Genetic Variants of the Human Thiamine Transporter (SLC19A3, THTR2)-Potential Relevance in Metabolic Diseases.

Thiamine, crucial for energy metabolism, is associated with various human diseases when deficient. We studied how variations in the SLC19A3 gene, encoding THTR2, a thiamine transporter, may influence type 2 diabetes (T2DM) and gout (arthritis urica, AU). We characterized the SLC19A3 gene variants using bioinformatics and analyzed DNA samples from controls, T2DM, and gout patients to explore associations with physical/laboratory parameters. In human cells, we used a luciferase reporter assay to assess how these variants affect gene expression. We examined four large haplotypes (H1-4) in this gene, identified lead SNPs for the minor variants (MV), and explored potential transcription factor binding sites. We found that in T2DM patients, H3-MV correlated significantly with impaired glucose metabolism (pHOMA = 0.0189, pHbA1c% = 0.0102), while H4-MV correlated with altered uric acid (p = 0.0008) and white blood cell levels (p = 0.0272).
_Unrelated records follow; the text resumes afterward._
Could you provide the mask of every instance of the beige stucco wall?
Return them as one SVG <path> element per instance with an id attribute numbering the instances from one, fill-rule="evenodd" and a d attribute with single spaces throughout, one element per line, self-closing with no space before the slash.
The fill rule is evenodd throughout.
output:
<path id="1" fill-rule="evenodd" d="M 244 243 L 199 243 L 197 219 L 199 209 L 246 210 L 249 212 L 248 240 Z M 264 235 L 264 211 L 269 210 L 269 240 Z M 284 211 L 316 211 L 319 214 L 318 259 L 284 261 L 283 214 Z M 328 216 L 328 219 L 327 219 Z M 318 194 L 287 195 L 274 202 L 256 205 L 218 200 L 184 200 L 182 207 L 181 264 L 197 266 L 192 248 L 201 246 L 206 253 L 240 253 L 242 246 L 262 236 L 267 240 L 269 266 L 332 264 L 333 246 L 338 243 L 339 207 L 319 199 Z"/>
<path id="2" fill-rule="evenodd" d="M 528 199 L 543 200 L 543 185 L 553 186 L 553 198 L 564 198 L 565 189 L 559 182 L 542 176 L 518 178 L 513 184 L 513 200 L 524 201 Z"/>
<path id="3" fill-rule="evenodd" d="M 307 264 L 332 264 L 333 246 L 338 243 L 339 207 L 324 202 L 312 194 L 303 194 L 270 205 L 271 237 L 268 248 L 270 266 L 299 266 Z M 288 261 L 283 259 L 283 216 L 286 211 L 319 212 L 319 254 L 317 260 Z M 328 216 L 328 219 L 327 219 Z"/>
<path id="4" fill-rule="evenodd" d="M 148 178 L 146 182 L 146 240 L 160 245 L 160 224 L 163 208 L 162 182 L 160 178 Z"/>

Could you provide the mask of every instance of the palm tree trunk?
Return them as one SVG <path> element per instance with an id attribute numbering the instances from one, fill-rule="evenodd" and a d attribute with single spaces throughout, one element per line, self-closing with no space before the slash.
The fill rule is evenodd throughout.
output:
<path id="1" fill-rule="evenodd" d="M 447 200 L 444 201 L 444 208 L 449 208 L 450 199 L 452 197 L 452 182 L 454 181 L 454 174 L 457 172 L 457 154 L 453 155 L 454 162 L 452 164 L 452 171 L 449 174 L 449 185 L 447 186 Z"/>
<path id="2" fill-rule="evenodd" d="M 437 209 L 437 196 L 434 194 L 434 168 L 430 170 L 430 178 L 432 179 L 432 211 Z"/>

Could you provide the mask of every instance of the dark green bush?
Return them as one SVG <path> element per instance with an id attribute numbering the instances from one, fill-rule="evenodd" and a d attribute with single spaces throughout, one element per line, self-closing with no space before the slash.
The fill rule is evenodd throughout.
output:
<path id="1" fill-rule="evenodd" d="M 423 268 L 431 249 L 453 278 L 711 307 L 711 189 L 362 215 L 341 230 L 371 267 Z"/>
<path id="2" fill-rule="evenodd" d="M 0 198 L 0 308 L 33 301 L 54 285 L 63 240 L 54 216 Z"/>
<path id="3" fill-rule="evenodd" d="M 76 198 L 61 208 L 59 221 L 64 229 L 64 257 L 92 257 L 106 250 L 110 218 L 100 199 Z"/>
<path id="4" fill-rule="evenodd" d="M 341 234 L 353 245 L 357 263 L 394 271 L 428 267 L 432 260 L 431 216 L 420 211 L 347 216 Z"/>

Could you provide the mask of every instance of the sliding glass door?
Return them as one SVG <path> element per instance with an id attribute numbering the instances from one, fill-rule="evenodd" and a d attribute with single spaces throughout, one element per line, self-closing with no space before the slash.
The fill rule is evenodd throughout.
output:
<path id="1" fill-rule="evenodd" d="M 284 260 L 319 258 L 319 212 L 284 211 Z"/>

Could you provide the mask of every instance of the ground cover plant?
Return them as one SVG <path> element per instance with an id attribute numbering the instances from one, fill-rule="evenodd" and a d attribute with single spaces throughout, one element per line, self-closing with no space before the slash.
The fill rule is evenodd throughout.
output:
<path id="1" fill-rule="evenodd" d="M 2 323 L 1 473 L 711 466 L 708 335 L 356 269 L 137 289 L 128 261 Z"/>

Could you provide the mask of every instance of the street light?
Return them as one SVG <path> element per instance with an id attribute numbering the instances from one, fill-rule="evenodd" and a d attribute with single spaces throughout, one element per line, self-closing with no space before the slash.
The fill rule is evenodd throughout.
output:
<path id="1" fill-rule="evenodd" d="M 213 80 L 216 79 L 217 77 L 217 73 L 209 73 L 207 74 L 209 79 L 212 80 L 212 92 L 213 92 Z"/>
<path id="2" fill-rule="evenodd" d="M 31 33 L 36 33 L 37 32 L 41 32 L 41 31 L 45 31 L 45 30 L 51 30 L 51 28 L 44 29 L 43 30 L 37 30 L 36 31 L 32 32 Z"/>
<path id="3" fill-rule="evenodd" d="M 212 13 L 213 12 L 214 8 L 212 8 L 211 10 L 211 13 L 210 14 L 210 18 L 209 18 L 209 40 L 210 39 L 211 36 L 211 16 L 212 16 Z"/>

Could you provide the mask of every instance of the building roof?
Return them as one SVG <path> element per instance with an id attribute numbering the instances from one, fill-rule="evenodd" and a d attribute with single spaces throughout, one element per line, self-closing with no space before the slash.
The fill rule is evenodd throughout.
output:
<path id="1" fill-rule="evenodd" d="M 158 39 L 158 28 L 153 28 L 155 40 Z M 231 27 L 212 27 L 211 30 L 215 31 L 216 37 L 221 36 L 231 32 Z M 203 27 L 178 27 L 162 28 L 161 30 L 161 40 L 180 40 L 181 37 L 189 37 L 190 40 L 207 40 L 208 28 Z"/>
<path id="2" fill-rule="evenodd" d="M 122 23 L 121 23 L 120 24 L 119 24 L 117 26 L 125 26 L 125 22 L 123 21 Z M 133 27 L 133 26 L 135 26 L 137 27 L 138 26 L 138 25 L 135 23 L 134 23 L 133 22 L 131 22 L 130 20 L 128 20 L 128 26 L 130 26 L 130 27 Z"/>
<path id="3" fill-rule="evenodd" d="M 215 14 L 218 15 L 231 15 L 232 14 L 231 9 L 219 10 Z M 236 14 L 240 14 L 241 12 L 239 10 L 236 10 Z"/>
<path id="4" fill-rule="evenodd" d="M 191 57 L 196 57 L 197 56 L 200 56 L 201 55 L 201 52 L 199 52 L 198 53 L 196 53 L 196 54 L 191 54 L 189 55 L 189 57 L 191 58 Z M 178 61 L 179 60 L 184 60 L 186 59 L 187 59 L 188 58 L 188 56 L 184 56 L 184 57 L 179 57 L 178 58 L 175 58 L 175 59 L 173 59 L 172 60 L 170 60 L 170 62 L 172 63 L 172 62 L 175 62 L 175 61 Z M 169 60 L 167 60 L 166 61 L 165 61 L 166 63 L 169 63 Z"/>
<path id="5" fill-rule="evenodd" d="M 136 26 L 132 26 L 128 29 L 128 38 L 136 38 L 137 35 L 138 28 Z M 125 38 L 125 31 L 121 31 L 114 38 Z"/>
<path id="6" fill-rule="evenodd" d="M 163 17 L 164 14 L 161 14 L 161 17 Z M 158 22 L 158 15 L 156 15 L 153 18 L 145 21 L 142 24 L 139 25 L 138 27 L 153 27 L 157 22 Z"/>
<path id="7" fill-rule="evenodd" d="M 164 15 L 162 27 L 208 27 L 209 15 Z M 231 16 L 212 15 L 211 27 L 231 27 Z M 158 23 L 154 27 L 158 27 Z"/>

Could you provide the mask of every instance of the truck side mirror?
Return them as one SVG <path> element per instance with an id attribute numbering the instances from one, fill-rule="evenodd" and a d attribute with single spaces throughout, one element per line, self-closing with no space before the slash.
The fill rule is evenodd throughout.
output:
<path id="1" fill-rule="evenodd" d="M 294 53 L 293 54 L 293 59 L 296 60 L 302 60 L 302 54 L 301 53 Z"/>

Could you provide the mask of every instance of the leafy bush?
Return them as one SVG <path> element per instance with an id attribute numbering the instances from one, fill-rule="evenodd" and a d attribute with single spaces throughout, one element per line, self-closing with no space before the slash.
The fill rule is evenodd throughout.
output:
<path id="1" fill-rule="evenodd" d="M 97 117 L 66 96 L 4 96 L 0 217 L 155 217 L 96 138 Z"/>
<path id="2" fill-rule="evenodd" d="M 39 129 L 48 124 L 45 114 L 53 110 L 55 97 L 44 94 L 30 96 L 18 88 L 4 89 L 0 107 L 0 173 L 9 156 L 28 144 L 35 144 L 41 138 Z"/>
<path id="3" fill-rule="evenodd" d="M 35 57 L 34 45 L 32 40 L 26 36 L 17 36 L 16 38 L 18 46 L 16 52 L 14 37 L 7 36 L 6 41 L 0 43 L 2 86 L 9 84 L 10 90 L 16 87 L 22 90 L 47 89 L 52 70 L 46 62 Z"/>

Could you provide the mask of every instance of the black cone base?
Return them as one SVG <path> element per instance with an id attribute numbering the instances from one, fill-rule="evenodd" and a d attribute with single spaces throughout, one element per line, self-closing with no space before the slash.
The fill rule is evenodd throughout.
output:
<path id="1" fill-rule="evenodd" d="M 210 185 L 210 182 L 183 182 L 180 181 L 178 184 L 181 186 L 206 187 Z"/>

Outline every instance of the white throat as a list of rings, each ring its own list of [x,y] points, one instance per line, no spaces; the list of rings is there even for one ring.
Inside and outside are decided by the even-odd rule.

In AU patients, H3-MV correlated with increased basophil granulocyte levels (p = 0.0273). In model cell lines, H3-MV presence increased gene expression (p = 0.0351), influencing responses to thiamine depletion and metformin (p = 0.0016). Although H4-MV did not directly affect luciferase expression, thiamine and fedratinib co-treatment significantly enhanced gene expression in thiamine-depleted cells (p = 0.04854). Our results suggest a connection between selected SLC19A3 variants and the severity of metabolic diseases or their response to treatment.